The method of OLS regression finds a line that minimizes the squared difference between the predicted values and the actual values. Essentially, we minimize the variance of the data from the fitted line.
#### 13. Mathematically write out the fitted simple linear regression model for this data set using the coefficients you found above (do not use parameters/$\beta$s). Do not use "x" and "y" in your model - use variable names that are fairly descriptive.
$\widehat{\text{CanidateSpeed}}_i=3.1412+0.7557\cdot\text{RefSpeed}_i$
#### 14. Interpret the coefficient for the slope.
For every increase of 1 meter per second in the wind speed at the reference site, the wind speed at the corresponding candidate site will increase, on average, 0.7557 meters per second.
#### 15. Interpret the coefficient for the intercept.
If there were a reference site with a wind speed of 0 meters per second, we would predict the average wind speed of the corresponding candidate sites to be 3.1412 meter per second.
#### 16. What is the average wind speed at the candidate site (CSpd) when the wind speed at the reference site (RSpd) is 12 m/s? Show your code, and print the result.
```{r}
predict(model, tibble(RSpd = 12))
```
#### 17. Briefly explain why it would be wrong to answer this question: What is the average wind speed at the candidate site (CSpd) when the wind speed at the reference site (RSpd) is 25 m/s?
Our regression model did not go that high and we have no idea if the model is accurate beyond the data that we used.

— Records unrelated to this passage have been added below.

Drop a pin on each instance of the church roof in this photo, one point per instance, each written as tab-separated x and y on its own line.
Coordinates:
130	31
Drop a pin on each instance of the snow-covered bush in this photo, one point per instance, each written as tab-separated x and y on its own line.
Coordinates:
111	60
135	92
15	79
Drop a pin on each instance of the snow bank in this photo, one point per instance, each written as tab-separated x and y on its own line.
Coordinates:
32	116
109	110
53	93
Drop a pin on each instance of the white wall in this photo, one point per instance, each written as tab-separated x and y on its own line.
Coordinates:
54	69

#### 18. Calculate the MSE, or the average squared variability of the residuals around the line. Show your code, and print the result.
```{r}
sum(wind$resid^2) / model$df.residual
```
#### 19. Briefly summarize what you learned, personally, from this analysis about the statistics, model fitting process, etc.
I knew nearly everything in this analysis already, however, I did not know about the assumptions of linear regression, namely that the data is independent and normally distributed with a uniform standard deviation.

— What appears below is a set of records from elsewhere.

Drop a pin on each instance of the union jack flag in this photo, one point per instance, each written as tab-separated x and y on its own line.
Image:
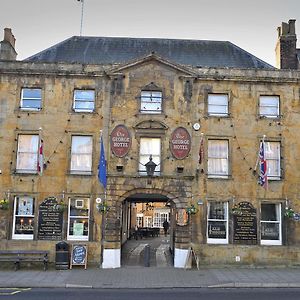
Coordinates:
263	176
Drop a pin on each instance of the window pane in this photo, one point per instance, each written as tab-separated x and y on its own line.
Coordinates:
217	104
269	212
84	100
270	231
218	157
23	223
269	106
217	230
27	153
32	93
217	211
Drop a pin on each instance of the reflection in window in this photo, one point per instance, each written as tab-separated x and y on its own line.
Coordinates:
81	155
23	222
217	105
84	100
149	146
31	99
78	225
27	153
217	223
269	106
270	224
218	158
273	160
151	102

#### 20. Briefly summarize what you learned from this analysis *to a non-statistician*. Write a few sentences about (1) the purpose of this data set and analysis and (2) what you learned about this data set from your analysis. Write your response as if you were addressing a business manager (avoid using statistics jargon) and just provide the main take-aways.
The purpose of this analysis was to determine an effective way to predict wind speed at a candidate site to receive a windmill given wind speed data from a nearby reference site. A brief perusal of the data allowed us to determine that wind speed at a candidate site could be easily predicted by a simple formula. We determined that as average wind speed of a reference site increases, the average wind seed of a candidate site increases by about 75% of the increase of the reference site. We have yet to do an in-depth analysis of the precision of this prediction.